クリチバ市の元市長であったレルネルさんは、いろいろと自動車について興味深い発言をされてきた。「自動車は都市のコレステロールである」、「自動車は姑のようなものだ。やっかいだが縁を切る訳にはいかず、付き合っていかなくてはならない」などである。
 さて、しかし、BRTを発明したレルネルさんが、どのような自家用車を保有していたのかは今まで尋ねることもしなかったし、彼が自家用車の話をしたことは一度もない。ただ、バスのネットワークが充実しているとはいえ、ブラジルの都市、クリチバである。さすがに自動車を保有しているだろう。ということで、今回、彼の次女のイラーニャさんと話をする機会に恵まれたので、そこらへんを知ることができた。
 レルネルさんの自家用車はアルファ・ロメオ。おお、やはり腐っても市長、州知事だ。高級車に乗っていたのだな、と思ったら、イラーニャさんが、そのニックネームは「腐敗物」(Rotten)と言うではないか。どうも、このレルネルさんのアルファ・ロメオは中古車らしくて、あまりの酷さに奥様が付けたニックネームだそうだ。アルファ・ロメオというと日本だと高級車というイメージだが、ブラジルだとそれほど有り難い車ではないのかもしれない。しかし、有機物でもない自動車なのに「腐敗物」という渾名が付けられるとは、どんな車なのか。ちょっと興味が湧く。
 ちなみに、そんな感じであるから、子供たちの車もおそろしく安い中古車しか買ってくれなかったそうだ。イラーニャさんは、お姉さんのお下がりをもらったので、もう本当に友達に見せるのが恥ずかしかったそうだ。しかし、そんなぼろ車なのに(というか、ぼろ車だからか)4回も盗難されたそうである。あまりにも盗難されるので、警察も4回目の盗難時は「まさか、また盗まれたんじゃないよな」とイラーニャさんの顔を見たら言ったそうである。さて、しかし、その話を私と一緒に聞いていたレルネルさんの市長時代に環境部長を務めた中村ひとしさんの長女のサンドラさんは「私は6回盗まれましたよ」と言ったので、またまた驚き。ちなみに中村ひとしさんも、レルネルさんも自動車は一度も盗まれていないので、盗まれ癖というのはあるかもしれない。

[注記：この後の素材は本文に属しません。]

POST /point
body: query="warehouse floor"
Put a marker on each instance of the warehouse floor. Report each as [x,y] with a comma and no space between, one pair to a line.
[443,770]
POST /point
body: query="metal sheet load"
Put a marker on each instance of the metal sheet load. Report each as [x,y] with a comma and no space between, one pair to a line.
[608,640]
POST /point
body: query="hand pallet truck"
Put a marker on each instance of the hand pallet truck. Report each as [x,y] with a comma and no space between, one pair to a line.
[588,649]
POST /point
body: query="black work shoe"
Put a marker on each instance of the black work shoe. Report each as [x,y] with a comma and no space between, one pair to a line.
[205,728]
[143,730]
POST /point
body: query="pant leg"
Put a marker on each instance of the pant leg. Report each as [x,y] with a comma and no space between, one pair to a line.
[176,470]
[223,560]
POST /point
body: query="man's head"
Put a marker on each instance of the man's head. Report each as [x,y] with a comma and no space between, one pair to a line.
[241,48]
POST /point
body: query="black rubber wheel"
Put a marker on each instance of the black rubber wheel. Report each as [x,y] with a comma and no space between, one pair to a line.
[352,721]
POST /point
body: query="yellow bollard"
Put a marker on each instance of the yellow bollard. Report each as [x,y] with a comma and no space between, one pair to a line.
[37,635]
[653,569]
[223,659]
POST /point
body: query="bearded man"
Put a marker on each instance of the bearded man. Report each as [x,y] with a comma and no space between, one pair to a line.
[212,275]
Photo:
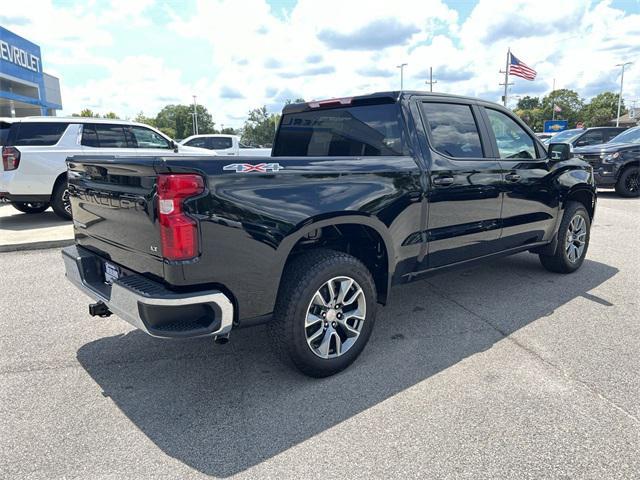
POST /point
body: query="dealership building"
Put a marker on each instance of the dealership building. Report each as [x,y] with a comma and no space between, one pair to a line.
[25,89]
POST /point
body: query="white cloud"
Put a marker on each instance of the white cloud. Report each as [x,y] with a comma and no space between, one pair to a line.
[323,49]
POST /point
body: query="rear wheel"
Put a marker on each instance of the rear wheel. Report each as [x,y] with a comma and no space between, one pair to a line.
[60,200]
[325,312]
[30,207]
[628,184]
[573,241]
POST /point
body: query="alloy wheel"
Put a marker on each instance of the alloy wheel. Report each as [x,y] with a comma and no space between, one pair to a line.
[632,183]
[335,317]
[65,201]
[576,238]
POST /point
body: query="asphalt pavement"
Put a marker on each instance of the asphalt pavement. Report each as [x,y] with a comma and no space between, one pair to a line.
[501,371]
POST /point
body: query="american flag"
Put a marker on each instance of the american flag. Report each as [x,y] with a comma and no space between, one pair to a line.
[520,69]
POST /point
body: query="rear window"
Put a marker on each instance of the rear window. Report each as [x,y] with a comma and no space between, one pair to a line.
[105,136]
[220,143]
[36,134]
[367,131]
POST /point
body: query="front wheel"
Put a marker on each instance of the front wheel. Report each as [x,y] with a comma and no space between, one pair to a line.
[30,207]
[573,240]
[628,184]
[324,313]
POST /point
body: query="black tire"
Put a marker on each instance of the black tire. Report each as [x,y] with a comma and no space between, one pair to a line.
[30,207]
[60,200]
[302,278]
[628,184]
[561,261]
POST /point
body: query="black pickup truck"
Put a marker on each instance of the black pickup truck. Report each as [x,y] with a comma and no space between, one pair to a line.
[359,194]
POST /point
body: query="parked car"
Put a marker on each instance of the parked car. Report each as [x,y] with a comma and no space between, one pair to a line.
[582,137]
[616,163]
[360,194]
[224,144]
[34,151]
[544,136]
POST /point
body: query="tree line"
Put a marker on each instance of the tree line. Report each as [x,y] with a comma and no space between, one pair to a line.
[569,106]
[176,121]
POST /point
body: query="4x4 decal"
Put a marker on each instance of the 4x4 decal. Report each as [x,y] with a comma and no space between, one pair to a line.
[247,167]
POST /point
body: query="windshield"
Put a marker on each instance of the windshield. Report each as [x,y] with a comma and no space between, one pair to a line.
[567,136]
[629,136]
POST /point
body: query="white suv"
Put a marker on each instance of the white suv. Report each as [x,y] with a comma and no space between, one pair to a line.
[34,150]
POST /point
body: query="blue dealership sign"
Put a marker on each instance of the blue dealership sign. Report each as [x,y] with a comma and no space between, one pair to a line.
[555,126]
[19,57]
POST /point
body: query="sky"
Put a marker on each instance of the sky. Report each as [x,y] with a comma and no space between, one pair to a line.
[139,55]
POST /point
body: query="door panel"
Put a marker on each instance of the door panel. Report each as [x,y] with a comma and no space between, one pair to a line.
[530,204]
[464,197]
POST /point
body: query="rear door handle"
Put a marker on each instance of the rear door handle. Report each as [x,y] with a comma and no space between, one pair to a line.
[444,181]
[512,177]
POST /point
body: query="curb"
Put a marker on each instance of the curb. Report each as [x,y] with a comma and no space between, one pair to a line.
[19,247]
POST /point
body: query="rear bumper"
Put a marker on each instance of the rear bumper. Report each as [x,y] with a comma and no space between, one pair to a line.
[148,305]
[24,198]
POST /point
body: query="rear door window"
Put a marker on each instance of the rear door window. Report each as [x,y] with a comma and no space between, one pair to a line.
[89,136]
[513,141]
[367,131]
[36,133]
[111,136]
[453,129]
[220,143]
[198,142]
[609,134]
[146,138]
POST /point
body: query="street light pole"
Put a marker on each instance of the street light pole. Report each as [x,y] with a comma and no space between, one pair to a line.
[431,80]
[195,116]
[620,95]
[401,67]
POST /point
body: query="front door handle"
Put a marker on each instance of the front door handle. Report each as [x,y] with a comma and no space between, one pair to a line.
[443,181]
[512,177]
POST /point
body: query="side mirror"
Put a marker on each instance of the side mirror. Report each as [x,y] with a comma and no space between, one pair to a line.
[559,151]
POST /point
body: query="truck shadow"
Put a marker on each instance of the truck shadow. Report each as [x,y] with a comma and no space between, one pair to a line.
[222,410]
[12,219]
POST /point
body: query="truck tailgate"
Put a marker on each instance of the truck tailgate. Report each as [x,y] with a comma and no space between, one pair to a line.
[114,210]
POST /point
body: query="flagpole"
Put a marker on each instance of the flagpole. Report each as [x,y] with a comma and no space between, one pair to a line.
[506,76]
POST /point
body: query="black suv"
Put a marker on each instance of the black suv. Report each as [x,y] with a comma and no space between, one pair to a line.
[358,195]
[617,163]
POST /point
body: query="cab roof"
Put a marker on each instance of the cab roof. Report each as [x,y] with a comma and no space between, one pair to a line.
[67,120]
[376,98]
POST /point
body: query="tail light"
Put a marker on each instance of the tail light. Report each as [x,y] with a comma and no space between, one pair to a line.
[10,158]
[178,232]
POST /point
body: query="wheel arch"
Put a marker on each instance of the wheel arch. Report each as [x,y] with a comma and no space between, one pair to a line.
[364,237]
[630,163]
[583,194]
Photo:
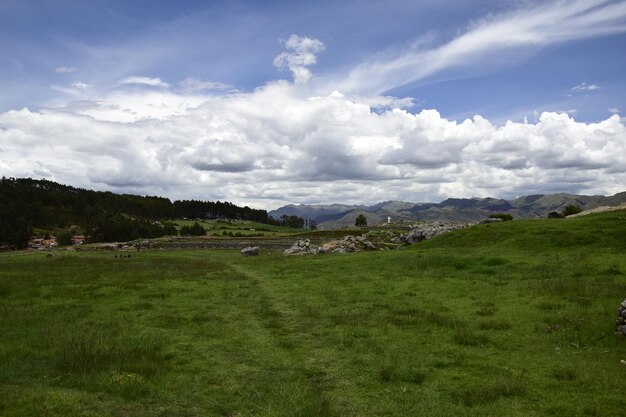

 サンドラさんは、一度は、友達の家に行き、自動車から降りようとしたら、自動車泥棒に銃口を頭に突きつけられて、車に戻れ、と言われたことがあるそうだ。彼女は強く拒否して抵抗し、友達のマンションの守衛が現れたすきをみて逃げ出し事なきを得たのだが(というか、その後、友達と一緒に自分の車に乗って逃走した泥棒グループを追いかけた)、なんかブラジルで生きることは日本と本当、危険度のレベルが半端ないなということを、こういうエピソードからも思い知らされる。
 まあ、話が逸れてしまったが、レルネルさんはやはり自動車をそんなに好きじゃないんだな、ということを知る。
 ちなみに、私も「自動車に乗らない贅沢」などと宣っていたが、京都に大学を移した時に生まれて初めて55歳で自動車を買った(それまでは父親が亡くなった時、彼の車を相続したりしたことはある)。ミニだ。まあ、ほとんど使わないが、バンドの練習(エフェクターが重いので)、京都と東京間で荷物を運ぶ時と、山登り、スキー(一年に一度行けるかどうかぐらいだが)では使っている。